Duncan’s challenge to public service commission suspension in limbo

With the life of the Public Service Commission coming to an end, the High Court is now awaiting word from former Chairman Carvil Duncan on whether he will opt to see out his challenge to his suspension by President David Granger.

Duncan was a no-show for a scheduled hearing on Wednesday before Justice Brassington Reynolds and one of his attorneys, Rajindra Jaigobin, could not account for his whereabouts, noting that several calls to his phone had gone unanswered.

Jaigobin said he was yet to seek instructions from Duncan on whether he would still pursue the matter, given that the life of the commission had ended. 

Counsel then requested an adjournment, which did not go well with Solicitor General Kim Kyte-John, who said he should have known what course his client would be taking ahead of the hearing.

Carvil Duncan

Kyte-John argued that the matter should no longer be engaging the attention of the court, since the life of its subject-matter no longer exists. To adjourn the matter, she advanced, would be a waste of judicial time. “We should have known this before,” the Solicitor General stressed, but added that if the court was so minded to grant an adjournment, then it should be a short date for reports.
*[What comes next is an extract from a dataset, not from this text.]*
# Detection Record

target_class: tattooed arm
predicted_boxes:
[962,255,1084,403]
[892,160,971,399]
It was at this point, however, that Justice Reynolds enquired from the attorneys whether there may be any academic or jurisprudential value in pursuing the legal issues in the matter, even if the applicant decides to discontinue his challenge.

Agreeing with the judge, attorney Robert Ramcharran, who represents a tribunal that has been set up to consider whether Duncan should have been removed from the post, said he believed that there was value to be garnered from ventilating the legal issues in the case, which can contribute to the development of local jurisprudence. He said that all the pleadings in the case have been submitted and since the legal issues to be determined are serious, the matter should be heard, and a ruling made.

The judge noted that going forward, the court would be inclined to examine and make a determination not on the factual issues in the case, should Duncan decide to abort his challenge, but the legal ones, since it may be of academic and jurisprudential value.

Kyte-John noted that at the last hearing of the case, when it was still before Justice Franklyn Holder, testimonies on the factual issue of whether Duncan had been given “notice” of the tribunal were being heard by the court. She contended that the legal issues in the case cannot be dealt with in isolation from the factual ones, because of how interrelated they would be, and explained that the latter touches and concerns the former.

According to her, the legal issues to be determined will have direct bearing on what law is to be applied to the specific facts of the case.

The judge noted that while the court is inclined to make determinations on legal issues and is not minded to rehash the entire case if it doesn’t have to, the course the applicant wishes to take will determine the way forward.

In the circumstances, Justice Reynolds adjourned the matter to October 23, when it is expected that Duncan would be present to say what he wishes to do.